Israel’s Tel Aviv University (TAU) has made a breakthrough discovery enabling doctors to treat the aggressive blood cancer Mantle Cell Lymphoma (MCL).
While this specific form of cancer is extremely rare, patients are typically given a prognosis of between five to seven years to live.
The discovery is the product of a collaborative effort with Harvard University Medical School, Sheba Medical Center, and Rabin Medical Center.
According to TAU Professor Dan Peer, who led the research, this particular form of cancer usually afflicts only 12-15 patients in Israel at any given time and around 3,000 patients in the US.
However, Peer said that his discovery of how to treat the rare disease may be applicable to other forms of cancer. “It is a proof-of-concept study.
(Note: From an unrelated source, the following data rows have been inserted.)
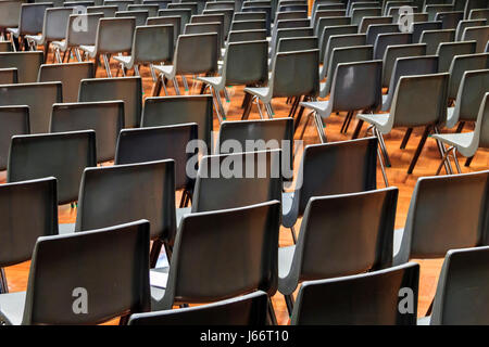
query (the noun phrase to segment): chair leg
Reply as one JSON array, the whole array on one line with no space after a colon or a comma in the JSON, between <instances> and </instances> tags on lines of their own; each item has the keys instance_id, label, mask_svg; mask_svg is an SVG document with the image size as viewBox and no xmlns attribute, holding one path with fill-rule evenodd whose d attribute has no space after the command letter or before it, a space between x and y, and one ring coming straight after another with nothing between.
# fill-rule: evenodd
<instances>
[{"instance_id":1,"label":"chair leg","mask_svg":"<svg viewBox=\"0 0 489 347\"><path fill-rule=\"evenodd\" d=\"M417 159L419 158L419 154L425 146L426 139L428 138L429 131L431 130L431 126L426 126L425 131L423 131L422 139L419 140L419 144L417 145L416 152L414 153L414 157L411 160L410 167L408 169L408 174L413 174L414 167L416 166Z\"/></svg>"},{"instance_id":2,"label":"chair leg","mask_svg":"<svg viewBox=\"0 0 489 347\"><path fill-rule=\"evenodd\" d=\"M404 133L404 138L402 138L402 142L401 142L401 150L404 150L405 146L408 145L408 141L410 141L411 138L411 133L413 132L413 128L408 128L408 130Z\"/></svg>"}]
</instances>

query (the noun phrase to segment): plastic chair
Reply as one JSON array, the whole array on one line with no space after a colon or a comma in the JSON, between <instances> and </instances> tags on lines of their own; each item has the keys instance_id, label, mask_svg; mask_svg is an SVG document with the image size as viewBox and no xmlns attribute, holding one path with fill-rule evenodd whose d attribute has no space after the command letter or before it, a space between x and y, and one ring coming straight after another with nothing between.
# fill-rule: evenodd
<instances>
[{"instance_id":1,"label":"plastic chair","mask_svg":"<svg viewBox=\"0 0 489 347\"><path fill-rule=\"evenodd\" d=\"M97 138L97 162L114 159L115 145L124 128L124 102L100 101L54 104L51 132L92 129Z\"/></svg>"},{"instance_id":2,"label":"plastic chair","mask_svg":"<svg viewBox=\"0 0 489 347\"><path fill-rule=\"evenodd\" d=\"M0 219L2 227L0 297L2 297L2 294L9 293L3 268L29 260L39 236L58 234L57 180L48 177L1 184L0 206L2 206ZM29 217L23 218L25 214Z\"/></svg>"}]
</instances>

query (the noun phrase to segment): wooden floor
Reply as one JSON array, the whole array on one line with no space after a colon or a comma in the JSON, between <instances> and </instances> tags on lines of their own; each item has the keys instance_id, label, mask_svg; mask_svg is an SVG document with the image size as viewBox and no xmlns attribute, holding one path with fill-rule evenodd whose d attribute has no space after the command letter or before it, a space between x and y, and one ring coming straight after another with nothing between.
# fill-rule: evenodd
<instances>
[{"instance_id":1,"label":"wooden floor","mask_svg":"<svg viewBox=\"0 0 489 347\"><path fill-rule=\"evenodd\" d=\"M112 74L115 76L116 66L112 65ZM149 69L141 68L141 76L143 78L143 98L151 95L152 80L150 78ZM97 77L105 77L105 72L103 68L99 67ZM171 85L171 83L170 83ZM189 85L191 86L190 79ZM198 93L200 86L197 88L191 88L191 93ZM180 88L183 91L183 87ZM174 93L173 88L168 88L170 93ZM225 107L228 110L228 120L238 120L241 117L242 110L240 108L243 91L240 87L233 87L229 89L229 94L231 95L231 102L226 103ZM285 99L276 99L273 101L273 107L276 114L276 117L286 117L289 112L289 105L286 104ZM253 106L251 118L258 118L258 111ZM342 125L344 115L334 115L329 119L326 120L326 133L328 137L328 141L342 141L348 140L351 137L351 133L354 128L354 124L350 126L350 130L348 134L340 133L340 128ZM365 128L365 127L364 127ZM214 130L218 130L218 123L214 121ZM365 129L364 129L365 130ZM362 131L363 136L364 131ZM428 139L426 146L419 157L419 160L414 169L412 175L408 175L408 166L411 162L413 153L417 146L417 143L421 139L421 129L416 129L413 131L413 136L406 146L405 150L400 150L399 146L401 144L404 131L394 130L390 134L385 137L386 144L388 147L388 152L390 154L390 159L392 162L392 167L387 168L387 176L389 179L390 185L394 185L399 188L399 202L397 209L397 218L396 218L396 228L402 228L404 226L411 194L413 192L414 184L419 177L423 176L432 176L436 172L438 164L440 162L440 156L437 152L436 143L432 139ZM316 137L315 129L311 126L304 137L304 145L311 143L318 143L318 138ZM294 170L298 168L300 155L298 155L296 159ZM461 163L464 163L461 160ZM464 172L472 171L480 171L489 168L489 152L479 151L471 167L466 168L462 166L462 170ZM383 188L384 180L378 169L377 172L377 183L378 188ZM4 172L0 179L4 182ZM60 222L74 222L76 219L76 209L70 208L70 206L60 207ZM26 216L28 218L28 216ZM298 223L299 226L299 223ZM297 228L298 230L299 228ZM292 240L290 236L290 232L288 230L283 230L280 233L280 245L290 245L292 244ZM435 260L416 260L422 265L421 272L421 283L419 283L419 305L418 305L418 316L424 316L426 312L432 296L435 295L436 285L438 281L439 270L441 267L441 259ZM9 280L9 288L11 292L24 291L26 288L27 275L28 275L28 267L29 264L25 262L18 266L7 268L7 277ZM276 310L277 320L279 324L288 324L289 317L287 313L286 305L284 301L284 296L277 293L273 297L273 304ZM110 323L116 323L116 321L112 321Z\"/></svg>"}]
</instances>

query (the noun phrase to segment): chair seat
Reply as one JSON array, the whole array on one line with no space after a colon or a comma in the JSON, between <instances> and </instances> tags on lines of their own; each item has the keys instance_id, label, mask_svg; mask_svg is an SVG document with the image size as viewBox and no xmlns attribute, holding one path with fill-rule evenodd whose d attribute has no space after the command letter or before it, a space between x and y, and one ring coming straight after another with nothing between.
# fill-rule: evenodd
<instances>
[{"instance_id":1,"label":"chair seat","mask_svg":"<svg viewBox=\"0 0 489 347\"><path fill-rule=\"evenodd\" d=\"M21 325L24 316L26 292L7 293L0 295L0 325Z\"/></svg>"}]
</instances>

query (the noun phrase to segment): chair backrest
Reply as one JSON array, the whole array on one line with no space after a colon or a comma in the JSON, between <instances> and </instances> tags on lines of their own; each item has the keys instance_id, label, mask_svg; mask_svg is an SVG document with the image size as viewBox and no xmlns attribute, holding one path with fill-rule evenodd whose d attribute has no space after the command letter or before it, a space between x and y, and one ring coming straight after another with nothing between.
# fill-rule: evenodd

I really envision that this will be the future of medicine,” he said.
Peer, who has been involved with this research since 2008, explained that 85% of patients affected by the disease experience an overexpression of a protein called Cyclin D1, which causes the cancer cell to constantly divide and proliferate.
Peer said the second challenge of the research was to find a way to deliver the breakthrough treatment directly to the cells. “We designed a special way to silence this gene yet the problem involved not only finding a way to design this kind of drug but delivering it specifically to the cancer cell,” he said.
“The second tier of the study involved understanding how to deliver the treatment to the cells. We developed tiny liptic-based particles that can encapsulate those drugs and we gave them an address. They are like taxi drivers. They have cargo inside them and they have to deliver them to the right address,” Peer explained.
Clinical trials will not yet be conducted on the drug due to high costs. Moreover, Peer said that the researchers are first seeking to confirm whether their methods can be applied to other forms of cancer, such as brain tumors and ovarian cancer,
“If we can target this particular gene, then we can sequence patients, which means taking a sample of blood or saliva for DNA and then creating a new drug appropriate for each individual patient according to his or her DNA. I have a really good feeling about this,” he said.